Теперь запретить постановку могла лишь королевская цензура.
Слухи, касающиеся герцога Орлеанского, приняли такой размах, что он был вынужден отправиться к своему кузену Карлу X, чтобы заверить короля, что они не имеют под собой совершенно никаких оснований.
— Я уволил Дюма потому, что всё своё время он уделял литературе, а не занимался своими конвертами, — заявил герцог. — У вашего величества нет более преданного, более довольного и более скромного подданного, нежели я. Уверяю вас!
— В данных условиях у меня нет никакого повода запрещать пьесу, — сказал король.
И ближайшей депутации, пришедшей умолять короля наложить запрет на антироялистскую драму Дюма, Карл X ответил:
— Когда речь идёт о королевстве театра, то я всего лишь его подданный, как и любой другой зритель, и моя власть ограничивается требованием хорошего места и правом по моему усмотрению свистеть или аплодировать.

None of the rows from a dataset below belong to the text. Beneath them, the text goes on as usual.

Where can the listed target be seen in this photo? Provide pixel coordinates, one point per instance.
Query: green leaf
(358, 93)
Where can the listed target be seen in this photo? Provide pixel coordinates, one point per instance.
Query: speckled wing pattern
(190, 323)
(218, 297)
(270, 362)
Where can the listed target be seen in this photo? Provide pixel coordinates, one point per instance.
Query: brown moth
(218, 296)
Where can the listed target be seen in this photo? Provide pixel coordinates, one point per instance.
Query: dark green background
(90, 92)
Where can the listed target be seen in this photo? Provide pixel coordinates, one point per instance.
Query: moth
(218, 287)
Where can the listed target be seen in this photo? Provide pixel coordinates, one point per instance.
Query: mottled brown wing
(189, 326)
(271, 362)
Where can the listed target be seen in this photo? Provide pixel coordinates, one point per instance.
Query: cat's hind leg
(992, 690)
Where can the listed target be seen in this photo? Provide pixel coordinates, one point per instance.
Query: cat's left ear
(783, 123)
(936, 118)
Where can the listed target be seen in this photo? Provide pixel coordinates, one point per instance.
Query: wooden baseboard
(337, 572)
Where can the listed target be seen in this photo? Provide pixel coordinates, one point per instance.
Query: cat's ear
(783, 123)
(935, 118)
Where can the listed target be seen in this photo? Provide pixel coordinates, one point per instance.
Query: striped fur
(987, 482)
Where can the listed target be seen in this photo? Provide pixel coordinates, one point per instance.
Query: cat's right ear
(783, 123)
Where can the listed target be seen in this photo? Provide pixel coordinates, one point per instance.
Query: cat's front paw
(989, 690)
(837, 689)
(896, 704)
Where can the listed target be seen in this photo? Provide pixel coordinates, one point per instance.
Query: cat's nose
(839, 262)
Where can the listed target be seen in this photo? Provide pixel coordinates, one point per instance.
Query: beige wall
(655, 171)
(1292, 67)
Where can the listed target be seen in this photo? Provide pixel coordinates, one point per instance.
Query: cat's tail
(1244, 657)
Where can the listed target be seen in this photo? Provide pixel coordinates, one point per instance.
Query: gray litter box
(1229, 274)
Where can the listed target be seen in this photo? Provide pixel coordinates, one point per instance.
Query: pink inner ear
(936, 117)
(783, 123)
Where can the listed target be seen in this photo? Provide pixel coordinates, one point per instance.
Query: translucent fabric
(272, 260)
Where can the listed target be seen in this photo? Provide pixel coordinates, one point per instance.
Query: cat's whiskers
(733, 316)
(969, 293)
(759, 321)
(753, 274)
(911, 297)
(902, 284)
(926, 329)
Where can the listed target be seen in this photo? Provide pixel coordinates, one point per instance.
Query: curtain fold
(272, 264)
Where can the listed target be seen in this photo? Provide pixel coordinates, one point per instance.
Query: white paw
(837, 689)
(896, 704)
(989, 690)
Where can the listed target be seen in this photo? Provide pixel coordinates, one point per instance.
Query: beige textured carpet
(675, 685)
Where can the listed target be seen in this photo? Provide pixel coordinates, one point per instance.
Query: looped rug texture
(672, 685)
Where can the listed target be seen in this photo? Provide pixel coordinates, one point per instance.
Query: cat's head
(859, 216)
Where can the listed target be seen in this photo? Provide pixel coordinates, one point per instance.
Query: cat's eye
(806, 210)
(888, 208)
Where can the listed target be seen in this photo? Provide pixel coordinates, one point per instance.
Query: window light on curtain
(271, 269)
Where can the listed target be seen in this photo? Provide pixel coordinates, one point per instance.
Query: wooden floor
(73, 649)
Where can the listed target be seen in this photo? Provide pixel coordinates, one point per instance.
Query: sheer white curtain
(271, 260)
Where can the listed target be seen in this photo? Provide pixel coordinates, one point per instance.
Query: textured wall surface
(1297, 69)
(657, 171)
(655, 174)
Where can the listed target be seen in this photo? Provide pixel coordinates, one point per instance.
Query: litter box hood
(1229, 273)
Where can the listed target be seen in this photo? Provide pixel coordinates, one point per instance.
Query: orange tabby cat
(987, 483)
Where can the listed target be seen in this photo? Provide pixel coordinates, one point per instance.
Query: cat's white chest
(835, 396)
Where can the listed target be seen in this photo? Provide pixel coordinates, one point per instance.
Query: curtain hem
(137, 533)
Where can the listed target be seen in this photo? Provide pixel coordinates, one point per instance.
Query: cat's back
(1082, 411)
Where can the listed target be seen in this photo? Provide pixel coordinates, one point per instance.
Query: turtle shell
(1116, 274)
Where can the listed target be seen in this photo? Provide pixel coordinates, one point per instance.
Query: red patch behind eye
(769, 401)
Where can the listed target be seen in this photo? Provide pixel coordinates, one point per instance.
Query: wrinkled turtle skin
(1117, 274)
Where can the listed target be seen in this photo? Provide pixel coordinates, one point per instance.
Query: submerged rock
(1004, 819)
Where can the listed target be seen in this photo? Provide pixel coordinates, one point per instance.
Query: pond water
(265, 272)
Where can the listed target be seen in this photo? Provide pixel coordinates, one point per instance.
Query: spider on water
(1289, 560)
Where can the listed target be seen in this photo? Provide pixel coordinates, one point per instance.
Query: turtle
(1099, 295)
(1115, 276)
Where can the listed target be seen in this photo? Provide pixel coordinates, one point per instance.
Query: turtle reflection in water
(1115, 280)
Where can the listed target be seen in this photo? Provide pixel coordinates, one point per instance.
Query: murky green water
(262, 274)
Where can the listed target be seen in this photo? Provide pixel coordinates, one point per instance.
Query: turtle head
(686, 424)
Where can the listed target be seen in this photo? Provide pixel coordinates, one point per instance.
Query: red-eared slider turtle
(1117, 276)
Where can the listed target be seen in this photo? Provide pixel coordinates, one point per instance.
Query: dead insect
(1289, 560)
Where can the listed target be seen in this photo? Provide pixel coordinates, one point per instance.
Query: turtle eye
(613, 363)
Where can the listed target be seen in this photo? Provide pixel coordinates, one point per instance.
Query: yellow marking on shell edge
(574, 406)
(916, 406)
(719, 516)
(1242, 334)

Если бы Карл X смог предвидеть, что готовит ему будущее, он, вероятно, занял бы другую позицию, ибо через полтора года он будет вынужден бежать, спасая свою жизнь, тогда как его «преданный, довольный и скромный подданный» герцог Орлеанский займёт трон.
Итак, если герцог увольняет вас со службы, а король о вас говорит, вы можете считать себя выбившимся в люди человеком, не важно, в силу каких причин! Поэтому чем громче мать стенала об их нищете, тем чаще Дюма горделиво возражал: «Я стал известен!»
— Твой отец тоже был известен, но к чему это нас привело? — со слезами спрашивала мать.
На следующий день Дюма с восхитительной наглостью позвонил в дверь Лаффита, богатейшего банкира Франции.
— Значит, вы и есть тот молодой человек, о котором все говорят? — спросил Лаффит.
— Не будь я им, меня принял бы ваш секретарь, а не вы лично. Даже секретарь вашего секретаря, — отпарировал Дюма.
— Совершенно верно, — с улыбкой согласился Лаффит. — Ну-с, какова цель вашего визита?
— Я хотел бы получить заем в три тысячи франков, — ответил Дюма.
— Понятно, — сказал Лаффит. — Но что вы предлагаете мне в залог?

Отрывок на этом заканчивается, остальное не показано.